Let's solve it by factoring:
0 = 2x^2 + x - 105
First, let's factor out the common factor of 2:
0 = 2(x^2 + 0.5x - 52.5)
Now, let's factor the quadratic expression inside the parentheses:
0 = 2(x + 10)(x - 5.25)
To find the value of x, set each factor equal to zero and solve for x:
x + 10 = 0 or x - 5.25 = 0
Solving for x in each equation:
x = -10 or x = 5.25
So, the possible values for x are -10 and 5.25.
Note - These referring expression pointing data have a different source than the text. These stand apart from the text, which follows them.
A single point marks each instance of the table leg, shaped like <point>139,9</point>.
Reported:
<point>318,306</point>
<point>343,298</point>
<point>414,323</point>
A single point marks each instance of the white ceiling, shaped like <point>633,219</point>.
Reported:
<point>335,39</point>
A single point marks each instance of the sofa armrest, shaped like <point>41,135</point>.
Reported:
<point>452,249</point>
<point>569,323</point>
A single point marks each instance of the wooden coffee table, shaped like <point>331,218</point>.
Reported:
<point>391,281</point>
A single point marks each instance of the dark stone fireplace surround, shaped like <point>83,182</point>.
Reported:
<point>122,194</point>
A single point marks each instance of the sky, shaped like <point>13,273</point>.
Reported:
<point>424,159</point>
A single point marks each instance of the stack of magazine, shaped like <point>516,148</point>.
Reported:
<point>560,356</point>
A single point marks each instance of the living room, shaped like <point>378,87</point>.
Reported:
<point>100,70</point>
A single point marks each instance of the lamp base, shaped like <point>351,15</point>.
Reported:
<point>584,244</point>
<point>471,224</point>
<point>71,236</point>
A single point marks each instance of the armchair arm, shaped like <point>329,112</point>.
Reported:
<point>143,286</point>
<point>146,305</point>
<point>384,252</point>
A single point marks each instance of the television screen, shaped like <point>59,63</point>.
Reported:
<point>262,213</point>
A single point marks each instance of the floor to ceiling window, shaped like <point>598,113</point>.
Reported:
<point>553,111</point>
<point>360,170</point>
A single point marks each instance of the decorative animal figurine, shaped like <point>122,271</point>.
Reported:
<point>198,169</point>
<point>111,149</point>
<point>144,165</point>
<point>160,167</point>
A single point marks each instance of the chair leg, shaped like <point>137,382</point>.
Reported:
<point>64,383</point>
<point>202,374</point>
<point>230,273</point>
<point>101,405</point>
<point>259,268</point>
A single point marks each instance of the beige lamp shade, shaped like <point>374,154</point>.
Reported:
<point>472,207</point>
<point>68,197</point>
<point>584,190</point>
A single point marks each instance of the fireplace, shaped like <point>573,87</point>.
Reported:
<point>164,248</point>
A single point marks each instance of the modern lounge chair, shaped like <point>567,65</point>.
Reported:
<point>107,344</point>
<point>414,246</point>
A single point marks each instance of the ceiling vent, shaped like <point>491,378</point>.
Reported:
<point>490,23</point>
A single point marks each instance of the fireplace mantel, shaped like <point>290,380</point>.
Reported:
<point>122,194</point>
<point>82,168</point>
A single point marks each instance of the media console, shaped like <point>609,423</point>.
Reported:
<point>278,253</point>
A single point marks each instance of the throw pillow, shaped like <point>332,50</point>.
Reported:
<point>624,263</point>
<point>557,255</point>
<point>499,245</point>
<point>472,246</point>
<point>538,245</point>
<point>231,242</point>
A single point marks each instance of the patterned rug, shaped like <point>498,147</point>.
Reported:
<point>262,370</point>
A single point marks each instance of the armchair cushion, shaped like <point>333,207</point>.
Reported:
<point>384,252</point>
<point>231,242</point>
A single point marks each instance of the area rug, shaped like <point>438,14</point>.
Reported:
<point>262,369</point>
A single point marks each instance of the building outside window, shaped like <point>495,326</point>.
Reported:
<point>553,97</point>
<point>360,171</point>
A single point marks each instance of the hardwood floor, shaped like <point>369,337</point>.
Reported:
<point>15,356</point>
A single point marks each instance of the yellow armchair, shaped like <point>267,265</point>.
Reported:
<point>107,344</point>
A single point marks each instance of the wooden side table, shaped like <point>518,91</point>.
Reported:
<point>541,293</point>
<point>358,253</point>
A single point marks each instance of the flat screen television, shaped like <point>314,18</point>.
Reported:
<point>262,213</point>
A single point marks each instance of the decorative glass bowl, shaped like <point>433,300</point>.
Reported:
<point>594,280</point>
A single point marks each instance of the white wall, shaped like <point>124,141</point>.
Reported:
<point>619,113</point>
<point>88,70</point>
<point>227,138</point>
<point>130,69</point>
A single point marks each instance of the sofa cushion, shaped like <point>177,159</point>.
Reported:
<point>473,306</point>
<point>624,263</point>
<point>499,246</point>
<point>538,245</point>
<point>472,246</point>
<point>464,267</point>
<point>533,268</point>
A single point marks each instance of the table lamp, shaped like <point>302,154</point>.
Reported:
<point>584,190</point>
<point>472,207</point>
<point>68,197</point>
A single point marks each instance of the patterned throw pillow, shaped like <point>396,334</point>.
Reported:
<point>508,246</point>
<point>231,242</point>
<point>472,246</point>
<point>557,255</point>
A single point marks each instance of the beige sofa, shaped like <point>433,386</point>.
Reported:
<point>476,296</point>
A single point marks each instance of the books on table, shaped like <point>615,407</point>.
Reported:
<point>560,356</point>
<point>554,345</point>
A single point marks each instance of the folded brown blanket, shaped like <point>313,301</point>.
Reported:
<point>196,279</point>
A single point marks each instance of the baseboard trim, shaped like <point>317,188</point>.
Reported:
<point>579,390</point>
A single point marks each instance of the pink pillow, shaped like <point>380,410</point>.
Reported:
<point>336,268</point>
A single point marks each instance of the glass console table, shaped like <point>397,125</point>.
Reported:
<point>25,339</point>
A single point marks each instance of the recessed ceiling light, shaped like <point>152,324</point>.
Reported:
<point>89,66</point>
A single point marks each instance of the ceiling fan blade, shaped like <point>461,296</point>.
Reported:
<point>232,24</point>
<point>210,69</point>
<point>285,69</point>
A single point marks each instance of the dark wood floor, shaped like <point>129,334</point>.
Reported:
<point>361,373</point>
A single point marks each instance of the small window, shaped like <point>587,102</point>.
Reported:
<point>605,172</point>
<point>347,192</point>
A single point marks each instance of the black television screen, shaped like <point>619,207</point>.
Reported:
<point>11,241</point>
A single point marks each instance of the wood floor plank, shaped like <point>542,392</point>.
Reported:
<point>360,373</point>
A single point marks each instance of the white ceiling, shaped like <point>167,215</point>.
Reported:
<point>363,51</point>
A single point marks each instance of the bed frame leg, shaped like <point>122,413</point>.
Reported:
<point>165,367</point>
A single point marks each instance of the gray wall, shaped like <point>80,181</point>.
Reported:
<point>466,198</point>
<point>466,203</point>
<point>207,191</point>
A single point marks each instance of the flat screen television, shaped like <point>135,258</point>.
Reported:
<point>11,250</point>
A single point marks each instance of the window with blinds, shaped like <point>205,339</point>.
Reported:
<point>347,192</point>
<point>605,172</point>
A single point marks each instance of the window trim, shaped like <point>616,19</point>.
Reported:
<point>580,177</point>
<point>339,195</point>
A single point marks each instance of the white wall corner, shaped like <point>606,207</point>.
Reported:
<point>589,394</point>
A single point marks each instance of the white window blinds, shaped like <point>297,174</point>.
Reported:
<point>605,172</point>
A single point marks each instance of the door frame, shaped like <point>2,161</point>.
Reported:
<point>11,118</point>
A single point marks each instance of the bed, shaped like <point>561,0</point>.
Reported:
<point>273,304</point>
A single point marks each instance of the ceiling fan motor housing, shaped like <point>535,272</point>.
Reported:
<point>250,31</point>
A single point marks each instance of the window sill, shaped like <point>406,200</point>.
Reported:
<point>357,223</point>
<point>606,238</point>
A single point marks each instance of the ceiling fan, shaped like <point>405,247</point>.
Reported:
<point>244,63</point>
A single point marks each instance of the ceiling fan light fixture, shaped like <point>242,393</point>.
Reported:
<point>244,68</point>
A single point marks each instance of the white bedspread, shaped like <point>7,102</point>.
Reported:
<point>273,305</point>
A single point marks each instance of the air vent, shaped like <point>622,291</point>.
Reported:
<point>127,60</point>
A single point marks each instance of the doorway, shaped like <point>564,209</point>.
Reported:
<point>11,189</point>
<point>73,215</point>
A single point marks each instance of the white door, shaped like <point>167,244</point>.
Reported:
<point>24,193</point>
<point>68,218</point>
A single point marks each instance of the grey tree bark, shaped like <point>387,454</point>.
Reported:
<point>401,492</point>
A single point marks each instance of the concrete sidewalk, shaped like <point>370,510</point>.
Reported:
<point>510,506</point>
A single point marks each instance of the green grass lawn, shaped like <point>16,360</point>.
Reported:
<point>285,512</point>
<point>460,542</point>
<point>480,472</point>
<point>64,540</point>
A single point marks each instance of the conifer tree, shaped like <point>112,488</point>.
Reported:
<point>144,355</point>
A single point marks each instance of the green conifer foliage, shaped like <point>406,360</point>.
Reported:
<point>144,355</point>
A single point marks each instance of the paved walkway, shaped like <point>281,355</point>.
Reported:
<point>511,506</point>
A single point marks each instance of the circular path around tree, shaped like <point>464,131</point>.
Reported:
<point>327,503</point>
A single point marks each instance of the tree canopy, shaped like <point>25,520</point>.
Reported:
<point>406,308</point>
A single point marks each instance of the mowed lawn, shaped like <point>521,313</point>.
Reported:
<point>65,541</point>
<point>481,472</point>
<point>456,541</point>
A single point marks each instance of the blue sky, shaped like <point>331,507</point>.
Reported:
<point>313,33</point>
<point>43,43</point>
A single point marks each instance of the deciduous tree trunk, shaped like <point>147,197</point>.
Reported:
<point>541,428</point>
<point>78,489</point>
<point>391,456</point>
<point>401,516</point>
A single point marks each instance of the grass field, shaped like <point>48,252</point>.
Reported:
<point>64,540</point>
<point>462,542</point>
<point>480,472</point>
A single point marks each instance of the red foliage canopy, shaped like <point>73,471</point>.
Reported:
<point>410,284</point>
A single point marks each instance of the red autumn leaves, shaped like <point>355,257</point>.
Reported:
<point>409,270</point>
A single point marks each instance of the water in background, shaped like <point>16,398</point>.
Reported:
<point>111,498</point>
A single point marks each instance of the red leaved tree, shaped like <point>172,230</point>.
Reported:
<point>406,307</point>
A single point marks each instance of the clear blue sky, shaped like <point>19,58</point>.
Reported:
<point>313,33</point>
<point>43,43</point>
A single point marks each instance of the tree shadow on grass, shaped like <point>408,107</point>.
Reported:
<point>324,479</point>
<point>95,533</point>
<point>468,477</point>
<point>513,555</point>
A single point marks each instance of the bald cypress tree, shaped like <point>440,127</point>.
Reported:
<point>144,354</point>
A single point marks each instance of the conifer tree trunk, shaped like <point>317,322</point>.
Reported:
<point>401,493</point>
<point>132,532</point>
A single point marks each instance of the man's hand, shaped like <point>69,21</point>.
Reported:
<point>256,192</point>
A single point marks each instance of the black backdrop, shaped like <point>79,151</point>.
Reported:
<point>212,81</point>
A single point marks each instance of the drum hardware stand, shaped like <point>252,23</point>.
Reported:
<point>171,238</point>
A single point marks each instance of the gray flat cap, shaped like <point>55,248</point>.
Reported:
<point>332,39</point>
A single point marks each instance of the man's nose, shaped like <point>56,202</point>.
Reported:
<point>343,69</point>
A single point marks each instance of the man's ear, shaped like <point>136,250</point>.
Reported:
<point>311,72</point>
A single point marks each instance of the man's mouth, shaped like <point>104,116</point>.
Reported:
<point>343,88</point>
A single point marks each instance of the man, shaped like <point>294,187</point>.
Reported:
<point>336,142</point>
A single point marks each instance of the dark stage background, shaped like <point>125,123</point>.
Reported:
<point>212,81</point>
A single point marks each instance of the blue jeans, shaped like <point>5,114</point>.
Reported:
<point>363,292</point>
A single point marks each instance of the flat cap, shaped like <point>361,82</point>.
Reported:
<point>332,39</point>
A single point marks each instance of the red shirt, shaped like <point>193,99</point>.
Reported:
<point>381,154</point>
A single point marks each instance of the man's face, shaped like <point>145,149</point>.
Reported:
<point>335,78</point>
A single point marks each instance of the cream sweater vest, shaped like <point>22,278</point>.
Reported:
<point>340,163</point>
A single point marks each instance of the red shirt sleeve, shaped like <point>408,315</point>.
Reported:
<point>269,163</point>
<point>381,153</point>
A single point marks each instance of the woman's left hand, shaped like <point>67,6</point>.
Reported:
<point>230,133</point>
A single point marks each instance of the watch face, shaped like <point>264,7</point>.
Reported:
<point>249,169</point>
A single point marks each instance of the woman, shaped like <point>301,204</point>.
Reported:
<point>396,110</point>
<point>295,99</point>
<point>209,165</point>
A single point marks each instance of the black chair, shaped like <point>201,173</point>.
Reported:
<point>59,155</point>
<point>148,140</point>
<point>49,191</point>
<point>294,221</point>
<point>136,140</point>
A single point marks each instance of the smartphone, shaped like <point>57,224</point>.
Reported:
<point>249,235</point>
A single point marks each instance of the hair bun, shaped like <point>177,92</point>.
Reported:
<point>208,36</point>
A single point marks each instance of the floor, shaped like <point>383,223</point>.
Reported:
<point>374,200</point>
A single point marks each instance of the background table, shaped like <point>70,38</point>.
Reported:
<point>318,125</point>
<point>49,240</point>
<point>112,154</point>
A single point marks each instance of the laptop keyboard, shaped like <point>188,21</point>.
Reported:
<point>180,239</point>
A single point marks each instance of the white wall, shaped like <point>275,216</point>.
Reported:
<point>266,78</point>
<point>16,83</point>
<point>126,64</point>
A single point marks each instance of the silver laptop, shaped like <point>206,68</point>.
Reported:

To find the value of x, we can solve the quadratic equation that you have obtained: 0 = 2x^2 + x - 105.
One way to solve this quadratic equation is by factoring. However, in this case, factoring may be a bit challenging because the coefficient of x^2 is 2.
An alternative method is to use the quadratic formula, which states that for any quadratic equation of the form ax^2 + bx + c = 0, the solutions for x can be found using the formula:
x = (-b ± √(b^2 - 4ac)) / (2a)
In our equation, a = 2, b = 1, and c = -105. Plugging these values into the quadratic formula, we get:
x = (-1 ± √(1^2 - 4(2)(-105))) / (2(2))
Simplifying further:
x = (-1 ± √(1 + 840)) / 4
x = (-1 ± √841) / 4
x = (-1 ± 29) / 4
Evaluating both solutions:
x1 = (-1 + 29) / 4 = 28/4 = 7
x2 = (-1 - 29) / 4 = -30/4 = -7.5
Therefore, the value of x can be either 7 or -7.5.